Addressing Health Disparities in Idiopathic Dilated Cardiomyopathy 

Commentary

Addressing Health Disparities in Idiopathic Dilated Cardiomyopathy 

Argun D. Can,Steven S. Coughlin, 

Corresponding authorDr. Argun D. Can, M.D, M.S, 1000 W. Carson Street, Box 405, Torrance, CA 90509, USA,
Email: argunc@gmail.com

Article

African Americans are more likely to die from a variety of common chronic diseases including stroke, congestive heart failure, diabetes, hypertension, and major forms of cancer [1,2]. Previous authors have expressed concern that many blackwhite disparities in morbidity and mortality from chronic diseases have not diminished in the United States in recent decades despite concerted efforts to address them.
Idiopathic dilated cardiomyopathy (IDCM) refers to a primary myocardial disease with no known cause that is characterized by left ventricular or biventricular dilation and impaired myocardial contractility [3]. While recent advances have been made in understanding the genetic basis of dilated cardiomyopathy [4] as well as determining prognosis [5], there is still the need for a better understanding of the factors that drive health disparities related to IDCM. Pronounced disparities in morbidity and mortality from IDCM have been reported between African Americans and whites [6-9]. African Americans have been observed to be about twice as likely to develop IDCM [7, 8]. Among those who are diagnosed with the condition, African Americans are up to 5 times more likely to die from the condition compared to whites [10]. The fact that 30,000 cases of IDCM are diagnosed in the United States each year and that IDCM is the most frequent indication for cardiac transplantation highlight the significant public health and clinical consequences of this disease.
The higher risk of IDCM among African Americans is likely to be due to known and unknown risk factors for the condition.
In particular, hypertension and hypertensive cardiovascular disease are more common among African Americans, and severe hypertension is an established cause of secondary dilated cardiomyopathy.
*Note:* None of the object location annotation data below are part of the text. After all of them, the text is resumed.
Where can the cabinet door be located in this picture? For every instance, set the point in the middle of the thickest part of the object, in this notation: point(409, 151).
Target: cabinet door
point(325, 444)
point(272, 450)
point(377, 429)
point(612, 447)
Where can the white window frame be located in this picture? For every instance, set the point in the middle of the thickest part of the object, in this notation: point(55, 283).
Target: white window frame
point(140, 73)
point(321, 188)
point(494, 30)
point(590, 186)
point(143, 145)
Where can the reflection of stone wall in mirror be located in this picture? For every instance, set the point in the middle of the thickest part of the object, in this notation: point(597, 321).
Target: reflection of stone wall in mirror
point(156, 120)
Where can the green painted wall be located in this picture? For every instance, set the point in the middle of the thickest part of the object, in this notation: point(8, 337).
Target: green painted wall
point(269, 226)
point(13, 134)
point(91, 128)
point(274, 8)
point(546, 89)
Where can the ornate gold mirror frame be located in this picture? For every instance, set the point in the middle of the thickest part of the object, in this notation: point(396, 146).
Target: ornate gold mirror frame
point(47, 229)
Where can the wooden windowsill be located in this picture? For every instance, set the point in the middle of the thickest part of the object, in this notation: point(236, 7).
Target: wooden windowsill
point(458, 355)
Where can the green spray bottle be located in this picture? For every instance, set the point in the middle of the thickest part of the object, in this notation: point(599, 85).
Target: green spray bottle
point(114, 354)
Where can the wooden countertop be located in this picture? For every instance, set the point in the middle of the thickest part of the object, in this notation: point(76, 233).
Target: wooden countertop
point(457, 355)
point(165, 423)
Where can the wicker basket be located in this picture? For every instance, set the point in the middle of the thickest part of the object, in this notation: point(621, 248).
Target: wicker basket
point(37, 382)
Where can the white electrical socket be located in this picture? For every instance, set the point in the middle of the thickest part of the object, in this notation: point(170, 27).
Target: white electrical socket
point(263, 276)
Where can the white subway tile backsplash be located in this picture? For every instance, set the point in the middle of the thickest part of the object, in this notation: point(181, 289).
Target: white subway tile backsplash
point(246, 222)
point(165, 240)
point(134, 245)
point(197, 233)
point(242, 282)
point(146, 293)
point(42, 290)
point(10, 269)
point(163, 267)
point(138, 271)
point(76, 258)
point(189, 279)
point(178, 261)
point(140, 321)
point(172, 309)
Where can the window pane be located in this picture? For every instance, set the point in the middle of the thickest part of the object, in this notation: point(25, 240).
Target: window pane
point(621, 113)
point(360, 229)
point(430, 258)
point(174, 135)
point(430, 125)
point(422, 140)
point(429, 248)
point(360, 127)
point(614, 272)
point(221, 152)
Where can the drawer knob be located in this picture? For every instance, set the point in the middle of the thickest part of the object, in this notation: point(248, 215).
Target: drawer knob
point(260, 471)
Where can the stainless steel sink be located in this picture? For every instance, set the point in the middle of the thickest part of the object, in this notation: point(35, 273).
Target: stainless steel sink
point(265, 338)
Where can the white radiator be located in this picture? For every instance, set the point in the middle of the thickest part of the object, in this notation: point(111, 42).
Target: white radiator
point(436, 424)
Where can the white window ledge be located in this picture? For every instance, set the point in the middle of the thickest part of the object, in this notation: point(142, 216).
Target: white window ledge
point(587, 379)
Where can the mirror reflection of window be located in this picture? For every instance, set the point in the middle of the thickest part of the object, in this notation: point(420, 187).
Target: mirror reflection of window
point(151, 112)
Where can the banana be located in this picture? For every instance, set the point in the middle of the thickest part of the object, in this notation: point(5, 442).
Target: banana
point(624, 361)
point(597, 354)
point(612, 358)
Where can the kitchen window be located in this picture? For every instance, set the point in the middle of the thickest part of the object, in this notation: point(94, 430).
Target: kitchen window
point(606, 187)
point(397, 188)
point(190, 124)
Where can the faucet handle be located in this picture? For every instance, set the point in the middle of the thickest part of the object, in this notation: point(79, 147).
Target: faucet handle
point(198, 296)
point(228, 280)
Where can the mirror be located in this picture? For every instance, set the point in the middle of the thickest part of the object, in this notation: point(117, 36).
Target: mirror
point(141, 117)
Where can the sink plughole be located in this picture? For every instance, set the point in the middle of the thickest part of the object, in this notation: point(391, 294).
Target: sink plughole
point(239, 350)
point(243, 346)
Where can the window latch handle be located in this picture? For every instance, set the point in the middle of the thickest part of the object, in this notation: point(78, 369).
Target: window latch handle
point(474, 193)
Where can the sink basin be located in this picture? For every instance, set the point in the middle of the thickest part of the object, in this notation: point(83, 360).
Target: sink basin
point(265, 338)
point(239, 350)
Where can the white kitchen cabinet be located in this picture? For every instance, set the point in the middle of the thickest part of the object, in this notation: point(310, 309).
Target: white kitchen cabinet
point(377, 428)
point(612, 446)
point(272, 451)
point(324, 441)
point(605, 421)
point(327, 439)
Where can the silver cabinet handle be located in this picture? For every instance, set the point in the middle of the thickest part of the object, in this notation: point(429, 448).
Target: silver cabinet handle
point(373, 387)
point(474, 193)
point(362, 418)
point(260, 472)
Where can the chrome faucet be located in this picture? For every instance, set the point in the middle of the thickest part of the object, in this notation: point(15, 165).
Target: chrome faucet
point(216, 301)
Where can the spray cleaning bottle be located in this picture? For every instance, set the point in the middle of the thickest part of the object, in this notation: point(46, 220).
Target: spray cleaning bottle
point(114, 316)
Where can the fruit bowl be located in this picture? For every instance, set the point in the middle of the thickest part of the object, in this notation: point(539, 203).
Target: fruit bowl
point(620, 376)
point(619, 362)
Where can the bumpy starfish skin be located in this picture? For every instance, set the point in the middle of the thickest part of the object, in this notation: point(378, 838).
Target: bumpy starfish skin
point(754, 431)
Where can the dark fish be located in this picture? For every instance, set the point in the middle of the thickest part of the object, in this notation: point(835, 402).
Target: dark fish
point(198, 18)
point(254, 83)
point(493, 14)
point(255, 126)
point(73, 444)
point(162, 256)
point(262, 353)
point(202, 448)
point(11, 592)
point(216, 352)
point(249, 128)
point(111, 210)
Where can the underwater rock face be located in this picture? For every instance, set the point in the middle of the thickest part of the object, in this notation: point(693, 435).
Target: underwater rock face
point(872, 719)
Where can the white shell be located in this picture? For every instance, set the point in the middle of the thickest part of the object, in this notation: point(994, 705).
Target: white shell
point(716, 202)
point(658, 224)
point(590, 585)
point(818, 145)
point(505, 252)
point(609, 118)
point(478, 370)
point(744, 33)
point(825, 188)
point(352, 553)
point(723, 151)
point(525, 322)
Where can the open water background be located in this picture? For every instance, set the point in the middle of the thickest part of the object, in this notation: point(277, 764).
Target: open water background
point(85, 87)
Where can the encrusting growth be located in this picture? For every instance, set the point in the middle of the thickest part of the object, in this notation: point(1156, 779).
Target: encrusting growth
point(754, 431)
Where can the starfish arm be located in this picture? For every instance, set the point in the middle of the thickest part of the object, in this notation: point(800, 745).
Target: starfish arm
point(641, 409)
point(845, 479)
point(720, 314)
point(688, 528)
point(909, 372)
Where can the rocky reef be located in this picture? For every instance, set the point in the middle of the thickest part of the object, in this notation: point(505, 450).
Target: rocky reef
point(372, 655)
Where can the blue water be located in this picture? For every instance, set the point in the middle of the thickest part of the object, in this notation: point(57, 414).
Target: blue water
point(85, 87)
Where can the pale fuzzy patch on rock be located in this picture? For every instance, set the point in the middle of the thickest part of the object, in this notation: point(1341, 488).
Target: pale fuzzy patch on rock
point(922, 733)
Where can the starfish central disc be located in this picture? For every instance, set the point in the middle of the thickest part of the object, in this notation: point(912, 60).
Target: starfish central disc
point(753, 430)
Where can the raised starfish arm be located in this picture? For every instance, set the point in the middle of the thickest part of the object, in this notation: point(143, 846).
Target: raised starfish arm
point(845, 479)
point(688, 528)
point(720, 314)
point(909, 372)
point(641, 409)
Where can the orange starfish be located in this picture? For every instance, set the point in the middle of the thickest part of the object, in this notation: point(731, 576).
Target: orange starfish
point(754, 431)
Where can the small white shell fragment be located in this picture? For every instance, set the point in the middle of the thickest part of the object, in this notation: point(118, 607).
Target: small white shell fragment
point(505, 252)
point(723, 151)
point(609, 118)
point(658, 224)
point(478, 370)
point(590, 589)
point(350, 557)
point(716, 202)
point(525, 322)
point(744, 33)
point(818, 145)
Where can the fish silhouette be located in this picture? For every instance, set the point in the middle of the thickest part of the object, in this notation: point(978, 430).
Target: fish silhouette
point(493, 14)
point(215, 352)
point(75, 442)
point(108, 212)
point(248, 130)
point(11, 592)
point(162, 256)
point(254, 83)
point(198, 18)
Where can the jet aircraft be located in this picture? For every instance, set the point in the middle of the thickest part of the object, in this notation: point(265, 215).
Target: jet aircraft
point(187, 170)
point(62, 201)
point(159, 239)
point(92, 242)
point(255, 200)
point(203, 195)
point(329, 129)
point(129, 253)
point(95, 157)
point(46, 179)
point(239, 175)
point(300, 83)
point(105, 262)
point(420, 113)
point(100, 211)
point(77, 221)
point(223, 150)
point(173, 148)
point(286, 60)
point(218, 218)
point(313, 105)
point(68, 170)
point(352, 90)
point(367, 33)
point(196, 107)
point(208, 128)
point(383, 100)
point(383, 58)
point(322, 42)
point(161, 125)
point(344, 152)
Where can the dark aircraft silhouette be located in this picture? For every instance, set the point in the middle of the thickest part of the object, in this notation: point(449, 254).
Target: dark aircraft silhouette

Similarly, clinically diagnosed and undiagnosed diabetes is more common among African Americans than whites in the United States- to that end, diabetic cardiomyopathy is a well-characterized form of secondary cardiomyopathy [9]. Environmental factors may also account for racial disparities in IDCM. The Washington, DC Dilated Cardiomyopathy Study demonstrated that both bronchial asthma – a condition known to have several environmental triggers – and the use of asthma medications were identified as possible risk factors for IDCM. Asthma is more common among African Americans than whites in the United States.
Although no published studies have directly addressed this topic, neighborhood characteristics and the built and social environments may also influence risk of IDCM. In order to establish a diagnosis of IDCM, other causes of congestive heart failure (for example, coronary heart disease, hypertensive cardiovascular disease, hypertrophic cardiomyopathy, alcoholic cardiomyopathy, severe thyroid disease, and AIDS-related cardiomyopathy) must first be ruled out. Patients who lack access to primary health care or who lack transportation or money for out-of-pocket expenses may not be referred for state-of-theart diagnostic testing. Both congestive heart failure and IDCM have been inversely associated with surrogates for socioeconomic status such as educational attainment and household income [7, 10, 11] . Multilevel studies are needed that examine both individual-level risk factors for IDCM and area-based risk factors at the level of census tracts or zip codes, including area-based measures of access to primary health care and environmental toxicants that can affect the myocardium such as lead and cadmium.
Additional population-based research is needed to examine environmental risk factors for IDCM and to examine possible interactions with genetic and epigenetic factors that may lead to the development or progression of IDCM [10]. Although an expert group convened by the National Heart, Lung, and Blood Institute in 1991 strongly recommended that population-based registries of IDCM be established in diverse populations [12], we are unaware of the existence of any such registries. Population- based registries that include both environmental measurement data and biorepositories of biological material needed for studies of gene-environment and epigenetic factors are critically needed for further progress into understanding the etiology and progression of IDCM.